Ferd · April 19, 2022, 1:09pm

I changed the batchsize of input(from 1 to 2), however, loss.backward() became extremely slow(from 0.4s to 1s).
I am really confused, any help would be appreciated.

AlphaBetaGamma96 · April 19, 2022, 1:26pm

Can you share a minimal reproducible example of this behavior?

Ferd · April 19, 2022, 2:18pm

Thanks for your reply!

Scenario one:

# depths and poses are the output of NN
# mr_loss is the loss function

forward_depths, backward_depths = torch.split(depths, [b, b], dim=0)
forward_poses, backward_poses = torch.split(poses, [b, b], dim=0)
forward_mr_loss, forward_flows = mr_loss(forward_depths, forward_poses, img_seq, intrinsics)
backward_mr_loss, backward_flows = mr_loss(backward_depths, backward_poses, img_seq.flip(dims=[1]), intrinsics)
all_mr_loss = (forward_mr_loss + backward_mr_loss) / 2

all_mr_loss.backward()

Scenario two:

all_mr_loss, flows = mr_loss(depths, poses, torch.cat([img_seq, img_seq.flip(dims=[1])], dim=0), intrinsics.repeat(2, 1, 1))

all_mr_loss.backward()

Both scenarios have the same all_mr_loss value, actually the only different factor is the size of input. In scenario one, the input was split into two parts, and the results were added up.
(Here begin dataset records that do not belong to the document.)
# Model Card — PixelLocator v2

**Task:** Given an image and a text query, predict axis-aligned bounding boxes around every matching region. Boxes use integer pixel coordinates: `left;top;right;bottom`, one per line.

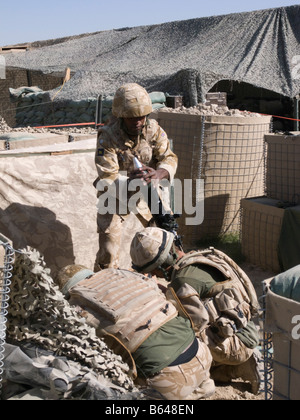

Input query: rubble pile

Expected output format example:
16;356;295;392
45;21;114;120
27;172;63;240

160;104;262;118
3;248;143;399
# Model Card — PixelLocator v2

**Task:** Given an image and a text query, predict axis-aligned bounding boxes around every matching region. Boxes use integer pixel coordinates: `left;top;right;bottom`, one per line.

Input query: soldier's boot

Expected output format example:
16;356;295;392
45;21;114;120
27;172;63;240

185;379;216;400
211;350;262;395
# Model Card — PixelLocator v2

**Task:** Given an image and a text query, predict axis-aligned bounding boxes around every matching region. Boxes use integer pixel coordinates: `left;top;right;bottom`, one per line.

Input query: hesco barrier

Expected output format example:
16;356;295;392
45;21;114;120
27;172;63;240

265;133;300;204
152;111;271;247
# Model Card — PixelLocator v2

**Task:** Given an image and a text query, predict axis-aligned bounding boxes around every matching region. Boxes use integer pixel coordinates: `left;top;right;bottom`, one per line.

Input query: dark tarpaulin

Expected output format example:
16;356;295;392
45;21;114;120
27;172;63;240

7;5;300;106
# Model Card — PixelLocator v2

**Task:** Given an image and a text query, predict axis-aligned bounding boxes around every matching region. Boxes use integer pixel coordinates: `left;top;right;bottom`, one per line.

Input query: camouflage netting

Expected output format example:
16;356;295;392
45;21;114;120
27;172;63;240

7;248;142;399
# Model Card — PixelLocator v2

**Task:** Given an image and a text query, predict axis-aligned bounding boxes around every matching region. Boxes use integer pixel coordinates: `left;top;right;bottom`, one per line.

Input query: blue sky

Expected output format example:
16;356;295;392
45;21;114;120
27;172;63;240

0;0;298;46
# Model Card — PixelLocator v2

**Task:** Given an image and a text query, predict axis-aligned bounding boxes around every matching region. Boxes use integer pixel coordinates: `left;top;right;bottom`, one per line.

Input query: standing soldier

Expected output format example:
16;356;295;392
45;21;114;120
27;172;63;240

94;83;177;271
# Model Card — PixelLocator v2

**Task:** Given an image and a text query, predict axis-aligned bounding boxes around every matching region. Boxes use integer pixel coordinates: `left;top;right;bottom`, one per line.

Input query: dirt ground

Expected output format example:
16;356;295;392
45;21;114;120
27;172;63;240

209;263;275;400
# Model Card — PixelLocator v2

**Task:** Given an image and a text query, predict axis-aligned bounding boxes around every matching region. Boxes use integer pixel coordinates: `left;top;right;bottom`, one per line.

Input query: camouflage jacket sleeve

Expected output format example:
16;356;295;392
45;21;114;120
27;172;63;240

153;122;178;180
95;131;119;181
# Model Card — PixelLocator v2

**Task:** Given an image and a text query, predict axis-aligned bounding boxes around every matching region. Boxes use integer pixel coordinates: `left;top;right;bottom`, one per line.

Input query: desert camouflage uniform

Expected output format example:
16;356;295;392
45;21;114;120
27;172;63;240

59;266;214;400
95;118;177;271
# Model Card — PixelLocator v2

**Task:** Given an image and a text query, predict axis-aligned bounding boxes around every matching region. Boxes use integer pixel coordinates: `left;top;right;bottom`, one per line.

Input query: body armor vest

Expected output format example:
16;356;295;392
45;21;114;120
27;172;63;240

69;269;178;353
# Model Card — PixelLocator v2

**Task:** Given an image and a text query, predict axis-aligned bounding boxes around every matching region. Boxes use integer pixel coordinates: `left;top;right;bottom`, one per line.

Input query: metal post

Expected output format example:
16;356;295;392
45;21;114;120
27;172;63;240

95;94;103;129
294;97;299;131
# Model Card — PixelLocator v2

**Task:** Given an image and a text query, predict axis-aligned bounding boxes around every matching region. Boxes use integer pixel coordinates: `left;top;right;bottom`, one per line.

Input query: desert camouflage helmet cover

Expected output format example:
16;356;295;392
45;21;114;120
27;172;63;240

130;227;174;273
112;83;152;118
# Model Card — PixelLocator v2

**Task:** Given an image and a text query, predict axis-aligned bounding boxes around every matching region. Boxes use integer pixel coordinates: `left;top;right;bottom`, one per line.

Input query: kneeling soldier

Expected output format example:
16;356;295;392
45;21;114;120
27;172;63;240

58;266;215;400
131;227;261;394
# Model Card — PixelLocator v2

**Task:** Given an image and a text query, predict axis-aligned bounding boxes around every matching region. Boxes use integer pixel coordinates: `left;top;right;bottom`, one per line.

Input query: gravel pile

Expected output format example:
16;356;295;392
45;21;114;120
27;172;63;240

160;104;262;118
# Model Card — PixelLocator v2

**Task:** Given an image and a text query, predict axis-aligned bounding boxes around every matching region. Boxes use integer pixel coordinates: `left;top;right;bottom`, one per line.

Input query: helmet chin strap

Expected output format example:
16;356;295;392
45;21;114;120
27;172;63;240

157;244;179;281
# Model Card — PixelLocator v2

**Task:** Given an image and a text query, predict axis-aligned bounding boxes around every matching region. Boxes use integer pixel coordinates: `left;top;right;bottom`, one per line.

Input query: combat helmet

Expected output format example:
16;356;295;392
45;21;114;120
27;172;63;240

However, the backward time is 0.4s in scenario one but 1s in scenario two.

eqy · April 22, 2022, 6:18am

Would it possible to share a snippet that is executable (e.g., with dummy/random tensors if the dataset is not available)? It would also be useful to see how the timing is being done to pinpoint the issue.